7. Weird properties of light: what do you see if you orbit a black hole?

8. Weird properties of light: what do you see if you plunge into a black hole? NB: black holes do not `suck stuff in’. Their gravity acts like a star’s; you are no more likely to plunge into a black hole than you are with a star.

9. Astrophysical black holes Surprisingly, black holes tend not to be hard to see! The extreme gravitational forces sucking material in tend to create very energetic environments which lead to very bright radiation. In fact, some of the very brightest astrophysical phenomena may be due to black holes!

10. X-ray binaries Like normal stars, black holes are quite likely to reside in binary systems, with a star and the black hole in mutual orbit. Especially if the star is a red giant, it may be easy for the black hole to pull material away. Because of angular momentum conservation, the material will form a disk, and friction leads to radiation.

11. X-ray binaries Such systems often emit strongly in the X-ray part of the spectrum. In binary systems the masses can be determined by Kepler’s Laws. If the mass exceeds 3 solar masses, then a black hole is likely to be present as that is too massive to be a neutron star. An example is the famous system Cygnus X-1.

12. Galactic nuclei It is thought that supermassive black holes reside at the centre of some, or maybe even all, galaxies. Mainly they give away their presence because the stars near the centre have extraordinarily rapid orbits, indicating an intense concentration of mass.

13. Active Galactic nuclei In some galaxies the central black hole gives away its presence more dramatically, by intense radiation from a disk of material being consumed by the central black hole. These are known as Active Galactic Nuclei (AGN). The Circinus galaxy

14. AGN are often best seen in X-rays. This is the centre of our galaxy. The supermassive black hole candidate Sagittarius A* is indicated by the arrow. Chandra satellite image

15. Not all galaxies have bright AGN emission, and it is not easy to tell by looking in the optical which ones do.

16. Recent news: stellar orbits around the central black hole This movie shows the motions of stars in the vicinity of the galactic centre.

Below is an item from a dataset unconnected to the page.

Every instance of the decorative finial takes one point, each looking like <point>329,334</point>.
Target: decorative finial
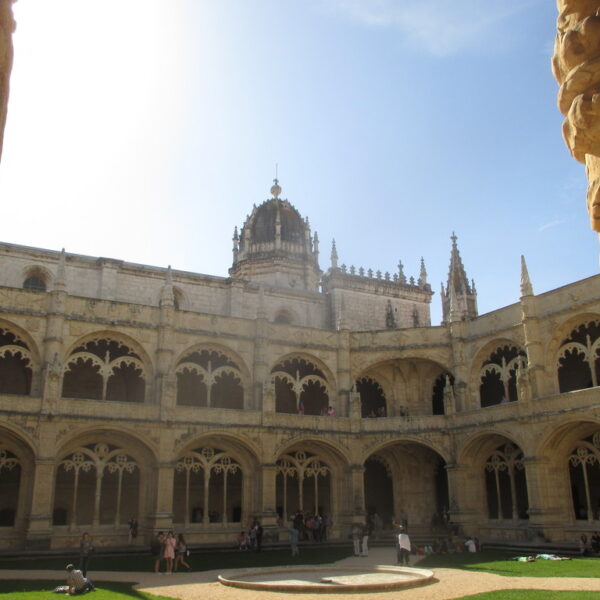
<point>276,188</point>
<point>526,287</point>
<point>334,255</point>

17. Recent news: stellar orbits around the central black hole This movie shows the motions of stars in the vicinity of the galactic centre. The closest approach was about seventeen light hours – about three times the size of the solar system. From the orbit, the central black hole is found to have a mass of 2.6 million times the Sun.

18. Quasars Quasars (short for quasi-stellar object) are the brightest known objects in the Universe, and are seen at the greatest distances. They were discovered by Maarten Schmidt in 1963. They are thought to be extremely powerful AGN, housed mostly in the first generation of large galaxies. They are probably bright because there is lots of material to `eat’ at that early stage.

19. Quasars Quasars exhibit variation on timescales of days, which implies a maximum size of light days. Given their prodigious energy emission, they probably need to contain black holes with masses up to ten billion solar masses. Because they are highly visible, they may prove an extremely useful probe of the young Universe. X-ray image

20. The course quiz! • Takes place during the class on Friday 2nd December. It will start promptly at 9am. If you arrive late you lose that time. • There will be 40 multiple choice questions and you will have 40 minutes to complete them. • The quiz contributes 60% of the total assessment for this course. • The material covered will be up to and including the lecture on Monday 28th. The material in example sheets is also part of the syllabus. NB: Tomorrow’s lecture is cancelled and will take place on Monday instead in the usual slot.